Deux types de solutions pour répondre à cela.
- La délégation entière du suivi à la structure d’insertion.
Cette délégation se traduit par un travail
d’accompagnement au niveau administratif et financier (en lien avec les
obligations particulières et les avantages financiers liés à l’embauche d’un
travailleur handicapé), et par un suivi professionnel. Le référent désigné au
sein de la structure d’insertion rencontre une fois par semaine le chef de
service et le salarié : le point est alors fait sur les plans à la fois
professionnel, comportemental et relationnel. Il s’agit ici, par un suivi
rapproché, de traiter le plus rapidement possible les dysfonctionnements qui se
sont présentés dans la semaine écoulée et, d’une certaine manière, d’éviter les
situations à risques et anticiper sur les difficultés que pourraient rencontrer
le salarié. Du point de vue de l’établissement, grâce à ce suivi, la plupart
des embauches réalisées sont des réussites ; l’employeur s’y retrouve tant
du point de vue économique que social ; le salarié quant à lui se sent en
situation de confiance car il sait qu’il y a une personne à qui il peut parler
en toute sécurité de ses difficultés et qu’il sera accompagné dans la recherche
de solution.
- Un suivi assuré par le responsable.
Dans le deuxième
établissement, la connaissance des conséquences de la maladie psychologique et des
conditions d’emploi qui peuvent faciliter l’intégration des personnes
handicapées l’a conduit à porter une attention particulière à chacun d’entre
eux. Cela se traduit par une attitude relationnelle moins distante, le souci de
savoir si tout se passe bien, tant du point de vue professionnel que de celui
de l’intégration au sein de l’équipe. En cas de changement prévu dans le
contenu ou l’organisation du travail qui leur est confié, le responsable les
informe suffisamment tôt, prend le temps de leur donner toutes les explications
nécessaires et veille à les mettre en confiance.

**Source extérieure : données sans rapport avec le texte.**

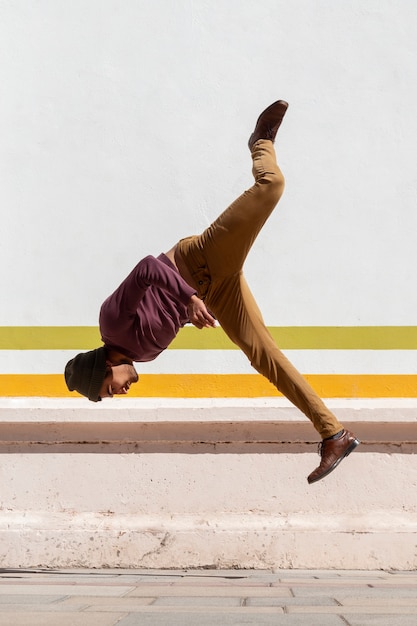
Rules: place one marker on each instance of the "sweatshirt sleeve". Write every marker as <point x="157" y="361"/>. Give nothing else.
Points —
<point x="149" y="271"/>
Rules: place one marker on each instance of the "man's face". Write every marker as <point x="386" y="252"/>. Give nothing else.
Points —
<point x="118" y="380"/>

Du point de vue de l’employeur, cette
attention quotidienne est peu consommatrice de temps et permet de désamorcer
des situations éventuellement à risques.
La taille de l’établissement n’influe pas
sur le positionnement adopté en terme de suivi. Les facteurs explicatifs sont
plutôt, à notre sens, à rechercher dans l’organisation de l’établissement, les
fonctions assumées par le responsable des ressources humaines, les délégations
existantes en terme de gestion du personnel, la représentation que chacun se
fait de la question de l’intégration des travailleurs handicapés par la maladie
psychologique dans l’entreprise.
Quel que soit le suivi mis en place, les
quatre employeurs rencontrés ne soulèvent pas de problématiques particulières
que ce soit en termes d’absentéisme des personnes qu’ils ont embauchées, de
comportements ou de « production » : pas plus, pas moins que les
autres salariés de l’établissement..
Deux des employeurs rencontrés constatent
également une plus grande « fidélité » à l’entreprise des personnes
handicapées par rapport aux autres salariés qui ne restent pas longtemps en
raison de la difficulté du métier et du niveau de rémunération faible (d’autant
plus que la plupart sont à temps partiels). Même si les employeurs estiment que
c’est une « fidélité » par défaut, qui résulte de la difficulté que
les personnes handicapées ont eu à trouver un travail, cela constitue pour eux
un argument de poids.
Ainsi, chaque fois qu’ils sont parvenus à
trouver un compromis acceptable entre la situation de la personne et les
exigences de l’entreprise, il n’y a pas eu de difficultés particulières. Mais,
à notre sens, ce compromis était d’autant plus acceptable que les personnes
recrutées étaient en fait très proches de l’emploi.
Il est également intéressant de noter que
la mise en place d’un suivi rapproché au sein d’un des établissements et
l’appel à une structure qui connaît à la fois la problématique du handicap
psychologique en général et la personne en particulier, paraissent avoir un double
effet :
- faire gagner du temps à l’employeur au niveau de la gestion
administrative de l’embauche, et le rassurer quant à l’efficacité de la
personne embauchée et la réussite de son intégration au sein du service dans
lequel elle est affectée ;
- permettre d’embaucher des personnes en plus grande difficulté, et
de ce fait, plus éloignées de l’emploi.
2.2 – Le maintien dans l’emploi des travailleurs
handicapés par la
maladie psychique : un lourd
investissement dans un contexte
difficile
Dans trois des établissements rencontrés,
les travailleurs handicapés par la maladie psychologique aujourd’hui présents ont été
embauchés, soit sans que les responsables des ressources humaines aient été au
courant, soit à un moment de leur vie où ils n’étaient pas en situation de
handicap.
De ce fait, lorsque une nouvelle
« crise » s’est déclenchée ou que la maladie est apparue, s’est posée
la question de leur maintien dans l’emploi au sein de l’établissement.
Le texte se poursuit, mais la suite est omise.